So, recently we made the jump at OpenStudy from a single monolithic process to a multiple-process architecture for the main site. When engineering this, Antonio essentially split out our Actors (which manage much of our business logic) and our Web frontend components (Comets for realtime push, session information, etc) into two separate entities designed to run with RabbitMQ in the middle. The good part about this is it means that we can scale out our web load horizontally, and we’ve been serving the site using two web processes since we made this change, which has been great.
Naturally, however, any good change introduces some bugs. We have had quite a few that proved troublesome, but even more so by the fact that we didn’t really have a good way to monitor individual web processes from CloudKick. There didn’t seem to be a published solution for monitoring individual nodes in a load-balanced array without pulling down CloudKick IP addresses and allowing those through your firewall, which we hated because it would require our Firewall rules to change regularly and in an automated fashion. So, we were stuck with an external monitor on the public URL which, in the event one process was failing while the others were fine, would send many failure and recovery emails as HAProxy round-robined between servers as each of the monitors subsequently hit the server. Not ideal.
So, about midnight on Tuesday I had a stroke of genius. CloudKick supports plugins. Maybe I could look into those and see how hard they are to build, right? Turns out, they’re really easy and with some bash scripting magic, I was able to come up with a CloudKick plugin that will monitor a local service on whatever machine it is running on using curl. This is the latest version of what resulted from that thought:
Essentially, this script will check a URL you specify in the arguments for the plugin on your CloudKick account. It will allow 15 seconds before determining that the service is responding too slowly. Do note CloudKick plugins are only allowed 20 seconds for their execution. The number 15 is magical for us because it allows for the possibility for a long Full GC to occur on the process without triggering a warning in CloudKick.
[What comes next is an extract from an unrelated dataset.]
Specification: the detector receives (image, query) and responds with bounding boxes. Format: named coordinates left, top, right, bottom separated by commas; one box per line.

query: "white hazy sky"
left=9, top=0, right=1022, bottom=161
There are probably still some improvements to be made. I’d like to look into having it be patient enough to wait for two or more failures before reporting an error back to CloudKick (suggestion from the guys at the office after we’d been using it in production for a few days), but other than that I’m pretty happy with how it has worked for us.
If you use CloudKick, feel free to use this. I’m releasing it under the Apache license. If you have any feedback for me, or suggested changes, let me know. I’d love to get some feedback on it.